Di sisi lain, cerita dalam buku ini penuh dengan metafora dan simbolisasi. Rasionalitas dan logika peradaban modern dalam bentuk teknologi, diandaikan sebagai sebuah ancaman bagi dunia Nevernever yang lahir buah rasa dan imaji manusia. Akan saya petikkan kata-kata Grimalkin kepada Meghan ihwal Nevernever yang diambang sekarat: “Mortal tak percaya pada apa pun selain ilmu pengetahuan. Bahkan anak-anak pun terpengaruh. Mereka mencemooh cerita-cerita lama dan lebih tertarik pada perangkat terbaru, Komputer atau video game. Mereka tak lagi mempercayai monster atau sihir. Ketika teknologi mengambil alih dunia, keyakinan dan imajinasi memudar, dan begitu juga kami” (hlm. 236).

Hal ini dikarenakan prinsip ilmu pengetahuan adalah untuk menjadikan semua hal dapat dijelaskan dan logis.

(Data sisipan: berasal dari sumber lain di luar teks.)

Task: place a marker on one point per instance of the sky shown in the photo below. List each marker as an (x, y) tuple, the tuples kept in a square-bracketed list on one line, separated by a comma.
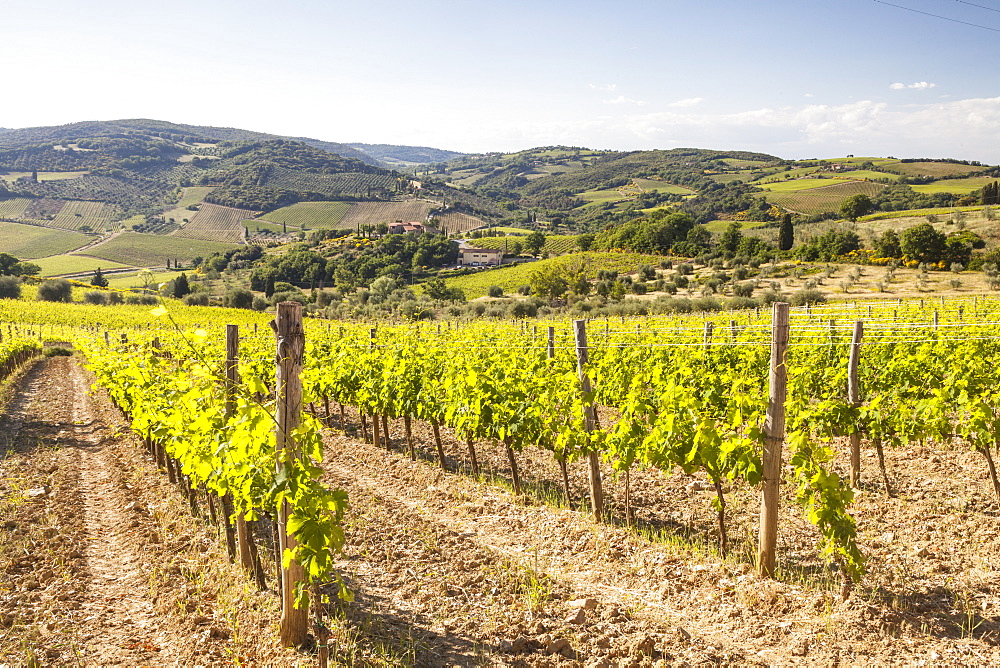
[(793, 78)]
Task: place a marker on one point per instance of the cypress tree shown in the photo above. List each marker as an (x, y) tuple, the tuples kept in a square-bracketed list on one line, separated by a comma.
[(181, 286), (786, 233), (99, 280)]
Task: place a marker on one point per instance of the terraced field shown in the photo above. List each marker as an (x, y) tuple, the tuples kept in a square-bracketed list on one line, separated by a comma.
[(555, 244), (152, 250), (511, 277), (76, 214), (310, 215), (29, 242), (933, 169), (955, 186), (827, 198), (454, 222), (373, 213), (216, 223), (58, 265), (13, 208), (43, 176)]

Faery dan Nevernever bersifat magis, tidak logis dan tidak dapat dijelaskan, dengan demikian ilmu pengetahuan tidak dapat membuktikan keberadaan faery. Sehingga menurut ilmu pengetahuan faery tidak ada, dan ketidakpercayaan seperti itu berakibat fatal bagi eksistensi faery.

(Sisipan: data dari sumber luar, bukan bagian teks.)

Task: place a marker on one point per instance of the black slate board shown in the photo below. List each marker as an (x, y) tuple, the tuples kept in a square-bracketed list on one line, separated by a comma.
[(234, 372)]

Menyusuri petualangan Meghan yang dituangkan dalam buku setebal empat ratus enam puluh dua halaman ini, bukan sekedar menawarkan eksotisme dunia faery yang mengundang decak kagum imajinasi pembaca lengkap dengan makhluk-makhluk aneh di dalamnya, bukan pula mengumbar kengerian maupun suspense bagi pembaca. Namun nilai-nilai luhur kekeluargaan yang perankan oleh Megan Chase maupun persahabatan dari Grimalkin, Puck dan Pangeran Ash menjadikan novel ini bukan sekedar menyuguhkan hibridisasi dalam kisah fantasi modern, namun penuh muatan moral yang hendak ditularkan. Terlebih terdapat gugatan yang dilayangkan terhadap absurditas peradaban modern, membuat buku ini memiliki nilai tambah sebagai sebuah bahan permenungan bagi pembaca.